Frederick nodded gravely. “They sure will.” Then he found a question Lorenzo hadn’t yet: “And what happens once they get done shitting?”
“Huh?” The copperskin didn’t even see that it
was
a question. “Who the devil cares what happens then?”
“We’d better,” Frederick answered. What
would
the government of the United States of Atlantis do after a ragtag force of rebellious slaves slaughtered its professional soldiers and the white, mostly prosperous militiamen who fought beside those professionals?
Maybe the government would throw its hands in the air and decide the Free Republic of Atlantis was too strong to be put down. Maybe it would realize that blacks and copperskins were just as entitled to freedom as white men were. Maybe the government was looking for any reasonable excuse to liberate the men and women who’d labored in bondage for generations.

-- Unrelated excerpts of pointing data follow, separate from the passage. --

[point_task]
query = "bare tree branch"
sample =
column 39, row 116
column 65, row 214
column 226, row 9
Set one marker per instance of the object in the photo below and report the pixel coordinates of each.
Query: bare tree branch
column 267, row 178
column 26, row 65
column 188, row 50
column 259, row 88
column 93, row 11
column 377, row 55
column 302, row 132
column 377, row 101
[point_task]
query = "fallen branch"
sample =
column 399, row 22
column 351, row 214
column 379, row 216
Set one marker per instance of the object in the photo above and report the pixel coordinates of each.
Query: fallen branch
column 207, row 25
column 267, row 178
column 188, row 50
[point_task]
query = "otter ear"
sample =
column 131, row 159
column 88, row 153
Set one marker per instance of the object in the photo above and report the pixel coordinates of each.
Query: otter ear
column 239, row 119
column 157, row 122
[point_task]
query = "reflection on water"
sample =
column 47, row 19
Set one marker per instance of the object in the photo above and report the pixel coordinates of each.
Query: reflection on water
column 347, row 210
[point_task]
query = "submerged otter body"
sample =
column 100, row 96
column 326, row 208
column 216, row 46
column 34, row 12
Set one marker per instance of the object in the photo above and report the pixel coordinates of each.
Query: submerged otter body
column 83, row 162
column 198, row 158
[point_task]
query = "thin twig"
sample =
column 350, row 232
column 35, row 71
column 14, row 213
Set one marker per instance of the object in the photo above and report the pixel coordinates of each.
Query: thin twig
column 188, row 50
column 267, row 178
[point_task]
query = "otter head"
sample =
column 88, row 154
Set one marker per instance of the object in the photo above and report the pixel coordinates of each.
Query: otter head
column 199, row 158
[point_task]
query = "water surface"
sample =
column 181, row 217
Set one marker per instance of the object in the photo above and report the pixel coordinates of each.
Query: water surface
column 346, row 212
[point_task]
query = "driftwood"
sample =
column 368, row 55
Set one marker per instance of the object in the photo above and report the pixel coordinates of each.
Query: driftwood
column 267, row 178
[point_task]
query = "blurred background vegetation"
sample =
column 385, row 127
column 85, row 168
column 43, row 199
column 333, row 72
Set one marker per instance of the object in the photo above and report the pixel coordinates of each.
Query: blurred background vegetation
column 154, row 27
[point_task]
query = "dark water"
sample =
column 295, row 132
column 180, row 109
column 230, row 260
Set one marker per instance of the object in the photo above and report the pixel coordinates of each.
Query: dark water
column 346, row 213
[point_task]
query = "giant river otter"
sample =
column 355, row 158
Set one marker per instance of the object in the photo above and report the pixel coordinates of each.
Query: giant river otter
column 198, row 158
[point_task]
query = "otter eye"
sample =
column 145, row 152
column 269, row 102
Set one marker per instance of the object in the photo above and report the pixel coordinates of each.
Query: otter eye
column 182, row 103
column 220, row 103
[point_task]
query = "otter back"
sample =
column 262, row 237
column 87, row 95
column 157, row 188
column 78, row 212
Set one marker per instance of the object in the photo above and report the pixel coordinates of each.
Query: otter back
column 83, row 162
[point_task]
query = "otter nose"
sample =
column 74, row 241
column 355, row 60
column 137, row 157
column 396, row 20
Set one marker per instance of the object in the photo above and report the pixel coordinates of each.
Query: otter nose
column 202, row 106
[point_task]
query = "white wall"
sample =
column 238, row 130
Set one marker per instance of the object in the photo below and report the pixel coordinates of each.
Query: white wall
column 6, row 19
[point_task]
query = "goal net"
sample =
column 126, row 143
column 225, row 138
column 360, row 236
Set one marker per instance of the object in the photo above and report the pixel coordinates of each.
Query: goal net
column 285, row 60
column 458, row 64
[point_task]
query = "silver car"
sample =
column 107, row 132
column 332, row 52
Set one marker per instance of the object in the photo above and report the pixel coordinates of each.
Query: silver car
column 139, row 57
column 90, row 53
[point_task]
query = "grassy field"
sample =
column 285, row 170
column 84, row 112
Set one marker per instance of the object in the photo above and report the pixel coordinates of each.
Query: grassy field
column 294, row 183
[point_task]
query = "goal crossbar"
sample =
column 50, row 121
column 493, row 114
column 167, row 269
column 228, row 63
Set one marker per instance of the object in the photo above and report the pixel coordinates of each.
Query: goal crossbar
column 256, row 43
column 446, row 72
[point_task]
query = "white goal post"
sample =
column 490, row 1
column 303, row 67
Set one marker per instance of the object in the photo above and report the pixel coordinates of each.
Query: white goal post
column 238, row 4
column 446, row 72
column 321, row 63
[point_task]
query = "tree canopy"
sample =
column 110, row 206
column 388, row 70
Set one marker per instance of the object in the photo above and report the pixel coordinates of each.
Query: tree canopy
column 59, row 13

Maybe. But the more Frederick Radcliff thought about it, the less he believed it. The insurrectionists clearly could wipe this trapped force of white men off the face of the earth. Suppose they did. When word of the massacre got to New Hastings, wouldn’t it infuriate the Senate? Wouldn’t the Conscript Fathers decide the rebellion truly was dangerous? Wouldn’t all the whites in Atlantis decide the same thing, regardless of whether they lived in Gernika or Penzance?
And if all the whites decided the insurrection was dangerous, what would happen next? Atlantis held many more whites than Negroes and copperskins. As much to the point, or maybe even more, those whites held far more wealth than their colored counterparts. If they decided they had to kill everyone in Atlantis who wasn’t white so they could feel safe in their own beds, would they be able to do it?
No sooner asked than answered: of course they could. It might not be easy or quick or cheap, but they could do it. Frederick was sure of that. They might even feel bad about it afterwards, but afterwards would be too late to do anybody colored any good. Frederick was also sure of
that
.
Which meant . . . what? That slaughtering this trapped army might be the worst thing the insurrectionists could do? So it seemed to Frederick. One other thing also seemed all too plain:
not
slaughtering this trapped army had to be the second worst thing the insurrectionists could do.
“Lorenzo,” he said.
“What d’you want?” the copperskin answered. “We’ve
got
these assholes. We’ve got ’em right where they belong.”
Frederick explained what he wanted. He explained why he wanted it. Explaining made him more miserable, not happier. All the same, he finished, “We can’t kill ’em all. We don’t dare. Now that we’ve got ’em where we want ’em, we need to use that to get what we want. But we’ve got to call the cease-fire before they’re all down.”
Lorenzo spat in the dirt where the insurrectionists had dug their trench. “Then
you
go down and take a white flag and talk to the white folks. You done great stuff, Fred, but I will see you in hell before I do that here.”
“All right. I will.” Frederick didn’t sound thrilled, but he nodded. Fair was fair.
“And what happens when the white sons of bitches shoot you down like a hound even though you got that white flag?” No, Lorenzo didn’t bother hiding his scorn.
“Get our men to stop shooting. I’ll go down there. If the buckra kill me, go ahead and do what you want to them,” Frederick answered. “You will anyway—and I won’t be around to stop you.”